Riflettografia in Infrarosso

La Riflettografia IR restituisce una notevole quantità di informazioni tale da rappresentare ormai un indispensabile contributo, sia per gli storici dell’arte che per i tecnici della conservazione, nella comprensione delle opere pittoriche, del modus operandi dell’artista e dello stato di conservazione. Grazie alla capacità di leggere gli strati pittorici non osservabili alle radiazioni nel visibile (a occhio nudo), la riflettografia accresce incredibilmente le conoscenze su un dipinto permettendo:

  • l’osservazione dei disegni preparatori tracciati dall’artista sulla preparazione, le tecniche di trasporto del disegno (incisioni, spolvero, etc) e la caratterizzazione della tecnica pittorica;
  • l’individuazione dei pentimenti o modifiche dell’artista;
  • la ricerca di sottostanti dipinti, di ridipinture o abrasioni dello strato pittorico;
  • la ricostruzione e l’interpretazione di parti o dell’intero soggetto pittorico la cui leggibilità può essere compromessa dalla presenza di patine o vernici invecchiate.

Le radiazioni infrarosse possono essere assorbite, riflesse o trasmesse dai vari materiali in maniera differente da come gli stessi materiali assorbono, riflettono o trasmettono le radiazioni visibili. La tecnica di analisi in infrarosso, quindi, si basa sulla possibilità di rivelare una differente risposta spettrale dei materiali utilizzati rispetto a ciò che è possibile osservare alla semplice osservazione visiva. Le sorgenti luminose impiegate sono lampade a incandescenza o alogene per uso fotografico che emettono una frazione sufficiente di radiazioni infrarosse.

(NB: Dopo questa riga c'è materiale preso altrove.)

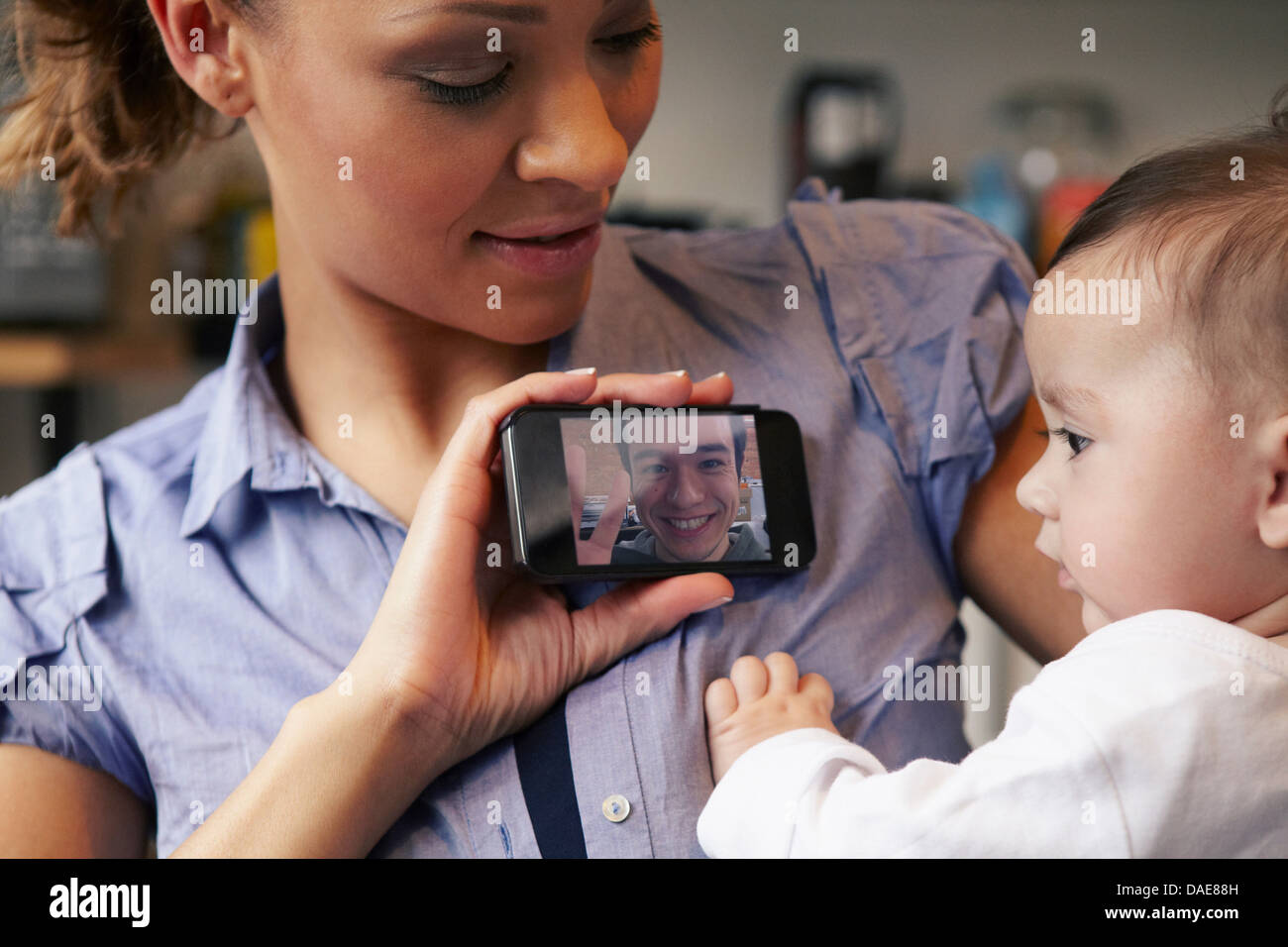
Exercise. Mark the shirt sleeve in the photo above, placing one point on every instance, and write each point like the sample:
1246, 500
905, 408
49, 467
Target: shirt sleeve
54, 693
1038, 789
926, 307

In generale, a un aumento della lunghezza d’onda della radiazione impiegata corrisponde una diminuzione del potere coprente e, quindi, un aumento della trasparenza dello strato pittorico: tale fenomeno consente di ottenere informazioni su strati che si trovano a livelli più interni di una successione stratigrafica. 

Grazie ai diversi sistemi di acquisizione disponibili (camera multispettrale CCD, telecamera scientifica raffreddata CCD 1000 nm, Scanner piano motorizzato con rivelatore InGaAs 1700 nm) è possibile di volta in volta individuare il rivelatore più opportuno per ottenere l’immagine riflettografica ottimale agli scopi dello studio richiesto.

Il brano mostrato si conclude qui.